Когда мы познакомились много лет назад, на ней тоже была шубка, синтетического, синего цвета, голубые джинсы и оранжевая кофточка, на косой молнии. Если расстегнуть ее, можно было достать одну грудь и поцеловать, хотя я узнал об этом много позже.
Лариса старше меня на три года: это большой срок, когда тебе семнадцать, и ты только закончил школу. Я был еще девственником, но это было нормально: в то время все начинали позже – хотя, может быть, это мне только кажется. Лариса была старшей сестрой моего друга Егора, мы отмечали Новый год у него на даче. Она была с парнем с юрфака, после двенадцати они свалили наверх, сказав, что устали. Мы переглядывались, хихикая: мол, знаем, чем они пошли заниматься.
Мы ошибались. Я сам убедился в этом через полгода.

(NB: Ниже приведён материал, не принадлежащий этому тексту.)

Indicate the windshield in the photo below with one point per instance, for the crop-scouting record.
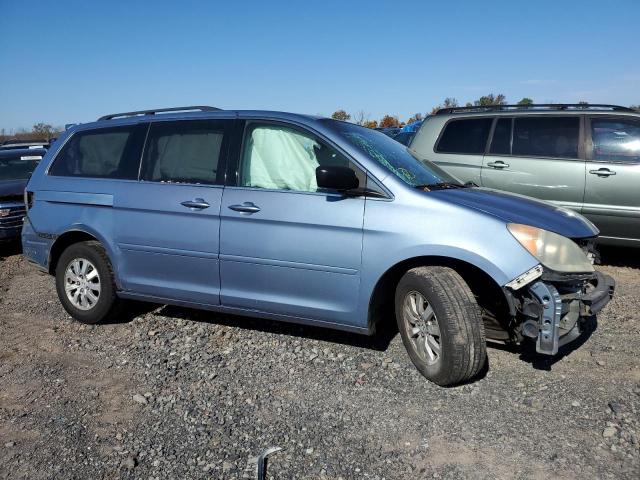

Девочка, с которой я встречался еще со школы, сказала мне, что решила сохранить девственность до свадьбы, и я так разозлился, что ее послал. Мы простились в холодном весеннем парке, она обнимала меня, прижимаясь всем телом, а я напоследок засовывал свой язык ей в рот так далеко, как только мог, словно компенсируя этим то вторжение, в котором мне было отказано. Она рыдала и обвисала у меня на руках, и я возбуждался от того, что она казалась столь покорной. Я подумал, что мне нравится такое поведение, и, если бы она всегда себя так вела, я был бы не прочь с ней и дальше встречаться. Но когда я спросил ее в последний раз, даст ли она мне, она сквозь слезы повторила «нет». Я развернулся и ушел, чувствуя, что мой член разрывает материю дешевых джинсов. Мне было семнадцать с половиной, и я все еще был девственником и потому решил: больше никаких сверстниц. Было лето, я снова поехал к Егору на дачу, узнав, что там будет Лариса, только что разругавшаяся со своим юристом.
Только потом я выяснил, что она разругалась с ним, потому что решила сохранить девственность до свадьбы. Скажу сразу: ей это удалось.